My husband and I will be celebrating our tenth wedding anniversary this year, and just over six years ago we started trying to start a family. I still remember that first month, waiting breathlessly for that little blue line. We just assumed that, like so many people we knew, it would happen sort of automatically. Fast forward a few years, and we have tried just about every trick in the book, from synthetic hormones to specialty diets, from essential oils (I still love my clarycalm!) to desperate prayers. I’ve peed on more sticks than I ever imagined I would and I’ve sat on the kitchen floor weeping more nights than I ever expected. Infertility sucks. It would be impossible for me to accurately articulate the pain and disappointment I’ve lived in for the past six plus years.
We reached a turning point in our own hearts a few years ago when we started to embrace the pain of this journey. When instead of just trying to fix the problem, we faced the reality of our despair and owned it. I used to struggle to find the place for pain in my faith. The truth is, God is not afraid of the hard questions. He’s not afraid of our doubt. Our messy-processing doesn’t change his mind, or make him angry… and it doesn’t have to shatter our faith. I’ve come to know that it’s the painful paths that give birth to TRUE faith. TRUE joy. TRUE life. What are we doing if we can’t be honest with the one who created us? I’ve found that it’s not until I give myself over to the pain that God’s able to change MY mind about it. To help me see where he IS moving and not just where he seems to not be.

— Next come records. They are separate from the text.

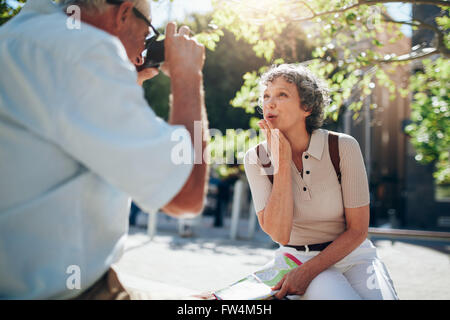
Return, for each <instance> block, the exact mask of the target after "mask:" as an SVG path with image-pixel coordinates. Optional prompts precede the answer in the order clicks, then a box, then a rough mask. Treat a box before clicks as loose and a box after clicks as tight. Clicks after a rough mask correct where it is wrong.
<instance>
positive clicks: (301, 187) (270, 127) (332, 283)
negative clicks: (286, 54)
mask: <svg viewBox="0 0 450 320" xmlns="http://www.w3.org/2000/svg"><path fill="white" fill-rule="evenodd" d="M260 82H261V85H262V89H263V90H262V91H263V95H262V98H261V100H262V106H263V114H264V119H263V120H261V121H260V122H259V126H260V128H261V129H263V130H265V134H266V138H267V139H266V141H265V142H263V143H262V144H260V145H259V147H254V148H252V149H250V150H249V151H248V152H247V154H246V156H245V162H244V165H245V172H246V175H247V178H248V182H249V185H250V189H251V192H252V198H253V203H254V206H255V210H256V213H257V216H258V221H259V224H260V225H261V228H262V229H263V230H264V232H266V233H267V234H268V235H269V236H270V237H271V238H272V239H273V240H274V241H275V242H277V243H279V244H280V247H279V249H278V250H277V251H276V253H275V259H274V260H273V261H272V262H271V263H272V264H273V263H274V261H275V260H276V259H277V256H281V255H283V254H285V253H289V254H291V255H293V256H294V257H296V258H297V259H298V260H299V261H300V263H301V265H300V266H299V267H296V268H294V269H293V270H291V271H290V272H289V273H287V274H286V275H285V276H284V277H283V279H282V280H281V281H280V282H278V284H277V285H276V286H275V287H274V288H273V290H278V292H277V293H276V297H277V298H283V297H285V296H286V295H289V296H291V297H295V298H301V299H398V298H397V294H396V292H395V289H394V287H393V283H392V280H391V279H390V276H389V274H388V272H387V270H386V268H385V266H384V264H383V263H382V262H381V261H380V259H379V258H378V256H377V253H376V248H375V247H374V245H373V244H372V243H371V241H370V240H368V239H367V232H368V226H369V188H368V182H367V175H366V171H365V167H364V162H363V158H362V154H361V151H360V147H359V144H358V142H357V141H356V140H355V139H354V138H353V137H351V136H349V135H346V134H340V133H339V134H338V133H334V135H336V136H337V137H338V139H337V141H338V154H339V157H340V160H339V168H337V170H335V167H334V166H333V163H332V160H331V157H330V150H331V149H330V150H329V145H328V144H329V142H328V135H329V133H330V132H329V131H327V130H324V129H320V127H321V125H322V122H323V109H324V107H325V106H326V105H327V103H329V98H328V90H327V88H326V87H325V85H324V83H323V82H322V81H321V80H320V79H318V78H316V77H315V76H314V75H313V74H312V73H311V72H310V71H309V70H308V69H307V68H305V67H302V66H299V65H287V64H285V65H280V66H276V67H273V68H271V69H270V70H269V71H267V72H266V73H265V74H264V75H263V76H262V77H261V81H260ZM330 134H333V133H330ZM274 142H276V143H274ZM257 150H258V152H257ZM264 152H266V155H269V159H270V161H271V164H272V168H276V170H275V172H274V174H273V176H272V177H271V179H269V177H270V176H269V175H267V173H266V172H267V168H264V161H263V160H262V159H263V157H262V156H261V154H262V153H264ZM339 169H340V170H339ZM338 171H340V175H341V177H339V178H340V179H338V175H337V172H338ZM271 263H269V264H271Z"/></svg>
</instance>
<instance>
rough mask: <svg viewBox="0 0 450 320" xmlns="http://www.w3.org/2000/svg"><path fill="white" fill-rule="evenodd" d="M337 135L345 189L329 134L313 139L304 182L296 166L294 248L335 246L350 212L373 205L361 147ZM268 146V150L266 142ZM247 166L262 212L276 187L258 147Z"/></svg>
mask: <svg viewBox="0 0 450 320" xmlns="http://www.w3.org/2000/svg"><path fill="white" fill-rule="evenodd" d="M337 134H338V135H339V155H340V158H341V160H340V168H341V175H342V184H341V185H339V182H338V179H337V175H336V171H335V170H334V167H333V164H332V162H331V158H330V154H329V151H328V131H327V130H323V129H317V130H315V131H314V132H313V134H312V135H311V141H310V144H309V148H308V150H307V151H305V152H304V153H303V157H302V160H303V178H302V176H301V175H300V173H299V172H298V170H297V167H296V166H295V164H294V162H293V161H292V160H291V171H292V188H293V196H294V220H293V225H292V231H291V237H290V241H289V244H290V245H305V244H314V243H323V242H328V241H333V240H335V239H336V238H337V237H338V236H339V235H340V234H341V233H342V232H344V231H345V217H344V207H345V208H357V207H362V206H365V205H367V204H369V202H370V199H369V186H368V182H367V174H366V169H365V166H364V160H363V157H362V154H361V150H360V147H359V144H358V141H356V140H355V138H353V137H351V136H349V135H346V134H342V133H337ZM263 146H264V148H265V149H266V150H267V148H266V147H267V145H266V142H263ZM262 159H263V158H262ZM263 161H264V160H263ZM272 163H273V162H272ZM244 165H245V173H246V175H247V179H248V182H249V185H250V189H251V192H252V198H253V204H254V206H255V210H256V212H260V211H261V210H263V209H264V208H265V207H266V205H267V202H268V201H269V197H270V193H271V191H272V184H271V182H270V181H269V178H268V177H267V175H266V174H265V171H264V170H263V168H262V165H261V161H260V159H259V158H258V157H257V155H256V147H253V148H252V149H250V150H249V151H248V152H247V153H246V155H245V160H244Z"/></svg>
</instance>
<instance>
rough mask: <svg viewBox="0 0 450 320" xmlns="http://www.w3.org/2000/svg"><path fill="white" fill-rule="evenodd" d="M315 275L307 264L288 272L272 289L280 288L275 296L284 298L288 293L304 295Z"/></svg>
mask: <svg viewBox="0 0 450 320" xmlns="http://www.w3.org/2000/svg"><path fill="white" fill-rule="evenodd" d="M313 279H314V277H313V276H312V275H311V273H310V272H309V270H308V268H307V267H305V266H300V267H297V268H295V269H293V270H291V271H290V272H289V273H287V274H286V275H285V276H284V277H283V279H281V280H280V282H278V283H277V284H276V285H275V286H274V287H273V288H272V290H279V291H278V292H277V293H276V294H275V297H276V298H277V299H282V298H284V297H285V296H286V295H300V296H301V295H303V294H305V292H306V289H307V288H308V286H309V284H310V283H311V281H312V280H313Z"/></svg>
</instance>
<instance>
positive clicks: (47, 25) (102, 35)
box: [0, 8, 125, 62]
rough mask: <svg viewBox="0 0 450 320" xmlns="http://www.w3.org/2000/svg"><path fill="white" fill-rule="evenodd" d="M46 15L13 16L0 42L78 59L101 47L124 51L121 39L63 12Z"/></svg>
mask: <svg viewBox="0 0 450 320" xmlns="http://www.w3.org/2000/svg"><path fill="white" fill-rule="evenodd" d="M62 10H63V9H62V8H61V11H56V12H52V13H49V14H32V13H25V14H23V15H20V16H17V17H16V18H17V19H12V20H11V21H9V23H7V24H6V25H5V29H4V30H2V32H1V33H0V39H1V40H2V41H8V40H10V41H14V42H15V43H16V44H18V46H17V49H18V50H20V49H19V48H20V45H23V46H24V48H25V47H26V48H32V47H35V48H41V49H43V50H45V51H46V52H48V54H49V55H50V56H53V57H60V58H62V59H65V60H66V61H68V62H70V61H74V62H75V61H77V60H79V59H80V58H81V57H82V56H83V55H86V54H89V53H92V52H93V51H101V50H116V51H117V50H119V51H124V50H125V49H124V48H123V45H122V44H121V43H120V40H119V39H118V38H116V37H114V36H112V35H110V34H108V33H107V32H105V31H103V30H101V29H98V28H96V27H93V26H91V25H89V24H87V23H84V22H82V21H79V22H78V23H79V24H77V23H75V21H74V20H73V19H72V18H71V17H68V16H66V15H65V14H64V12H63V11H62Z"/></svg>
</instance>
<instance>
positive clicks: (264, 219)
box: [258, 120, 294, 245]
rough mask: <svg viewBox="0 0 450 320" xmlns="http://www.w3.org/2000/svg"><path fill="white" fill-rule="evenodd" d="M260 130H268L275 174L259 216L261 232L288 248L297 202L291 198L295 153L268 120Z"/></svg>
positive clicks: (267, 134) (286, 139)
mask: <svg viewBox="0 0 450 320" xmlns="http://www.w3.org/2000/svg"><path fill="white" fill-rule="evenodd" d="M259 125H260V127H261V129H264V130H266V137H267V146H268V147H269V148H270V150H271V154H272V161H273V163H272V164H273V166H274V167H275V170H278V171H276V172H275V173H274V176H273V186H272V191H271V193H270V197H269V200H268V202H267V205H266V207H265V208H264V210H261V211H259V212H258V221H259V224H260V225H261V228H262V229H263V230H264V232H265V233H267V234H268V235H269V236H270V237H271V238H272V239H273V240H274V241H276V242H278V243H280V244H282V245H286V244H288V243H289V240H290V238H291V230H292V220H293V217H294V198H293V194H292V173H291V160H292V150H291V145H290V143H289V141H288V140H287V139H286V137H285V136H284V135H283V133H282V132H281V131H279V130H277V129H274V128H273V126H272V124H270V123H268V122H267V121H265V120H261V121H260V122H259Z"/></svg>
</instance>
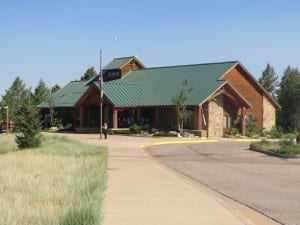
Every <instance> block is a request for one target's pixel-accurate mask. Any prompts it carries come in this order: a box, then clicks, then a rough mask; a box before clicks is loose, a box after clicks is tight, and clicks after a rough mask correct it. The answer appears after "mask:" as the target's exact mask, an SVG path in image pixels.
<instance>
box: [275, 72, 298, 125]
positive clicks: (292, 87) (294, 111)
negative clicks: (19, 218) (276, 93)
mask: <svg viewBox="0 0 300 225" xmlns="http://www.w3.org/2000/svg"><path fill="white" fill-rule="evenodd" d="M278 101H279V104H280V105H281V111H280V112H279V114H278V123H279V125H280V126H281V127H282V128H283V129H284V130H285V131H295V130H298V131H300V72H299V70H298V69H297V68H292V67H290V66H288V67H287V68H286V70H285V71H284V75H283V77H282V79H281V83H280V90H279V96H278Z"/></svg>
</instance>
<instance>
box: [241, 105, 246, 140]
mask: <svg viewBox="0 0 300 225" xmlns="http://www.w3.org/2000/svg"><path fill="white" fill-rule="evenodd" d="M241 113H242V115H241V120H242V121H241V122H242V136H246V119H247V118H246V108H245V107H242V112H241Z"/></svg>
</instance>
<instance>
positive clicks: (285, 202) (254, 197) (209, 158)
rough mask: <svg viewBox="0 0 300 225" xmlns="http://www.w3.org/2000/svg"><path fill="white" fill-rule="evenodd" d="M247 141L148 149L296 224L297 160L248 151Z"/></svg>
mask: <svg viewBox="0 0 300 225" xmlns="http://www.w3.org/2000/svg"><path fill="white" fill-rule="evenodd" d="M248 147H249V143H239V142H224V141H222V142H217V143H201V144H192V145H182V144H181V145H166V146H153V147H150V148H148V151H149V153H150V154H152V155H153V156H154V157H156V158H157V159H158V160H160V161H161V162H163V163H164V164H166V165H168V166H169V167H171V168H173V169H175V170H177V171H180V172H182V173H185V174H186V175H188V176H190V177H192V178H193V179H195V180H198V181H200V182H201V183H203V184H205V185H207V186H209V187H211V188H213V189H215V190H217V191H218V192H220V193H222V194H224V195H226V196H228V197H230V198H232V199H234V200H237V201H239V202H241V203H243V204H245V205H247V206H250V207H251V208H254V209H256V210H257V211H259V212H262V213H263V214H265V215H267V216H269V217H271V218H273V219H275V220H277V221H278V222H280V223H282V224H286V225H299V224H300V159H281V158H276V157H271V156H267V155H264V154H261V153H257V152H253V151H250V150H248Z"/></svg>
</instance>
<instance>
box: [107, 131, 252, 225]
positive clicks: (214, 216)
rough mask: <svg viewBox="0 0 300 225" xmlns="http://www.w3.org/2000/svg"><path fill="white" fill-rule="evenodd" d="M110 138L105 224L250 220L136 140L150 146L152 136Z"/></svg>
mask: <svg viewBox="0 0 300 225" xmlns="http://www.w3.org/2000/svg"><path fill="white" fill-rule="evenodd" d="M113 139H115V137H114V136H110V138H109V140H108V141H107V144H108V147H109V161H108V186H107V191H106V195H105V201H104V209H105V219H104V225H120V224H122V225H126V224H128V225H148V224H149V225H150V224H151V225H154V224H164V225H168V224H170V225H171V224H172V225H174V224H178V225H179V224H180V225H182V224H188V225H193V224H197V225H199V224H209V225H225V224H226V225H245V224H254V223H252V222H251V221H250V220H249V219H247V218H242V217H241V216H240V217H239V218H238V217H237V216H236V215H234V214H232V213H231V212H230V211H229V210H227V209H226V208H224V207H223V206H222V205H221V204H220V203H219V202H217V201H216V200H214V199H213V198H211V197H209V196H208V195H207V194H205V193H202V192H201V191H199V190H198V189H197V188H195V187H194V186H193V185H190V184H188V183H186V182H184V181H183V180H182V179H180V178H179V177H178V176H176V174H175V173H171V172H170V171H168V169H166V168H164V167H163V166H160V165H159V164H157V163H156V162H155V161H153V160H151V158H150V157H148V156H147V155H146V154H145V152H144V151H143V150H142V149H141V148H139V146H138V143H142V144H144V145H149V144H151V143H152V142H153V141H154V140H153V139H149V138H138V139H137V138H130V137H118V138H117V140H113Z"/></svg>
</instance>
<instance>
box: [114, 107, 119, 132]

There’s something amazing that happens when you name the difficult stuff. You start to see the good stuff a little more clearly too. That’s why this song is called Pain and Grace. The pain is so real, so present, so persistent. But my life is not entirely defined by that pain. There’s so much grace there too. So many gifts. So much love and laughter and joy. Where one part of my life is marked by barrenness and heartache, other parts of my life are bursting with fruitfulness and bliss. It’s both. It’s always both, at least to some degree. So my hope for you as you engage with this song and this story is that you will have the courage to look your pain and disappointment in the eye. To face it. To name it. And as you do, that you’ll be able to see all that’s bursting with life and color around you as well.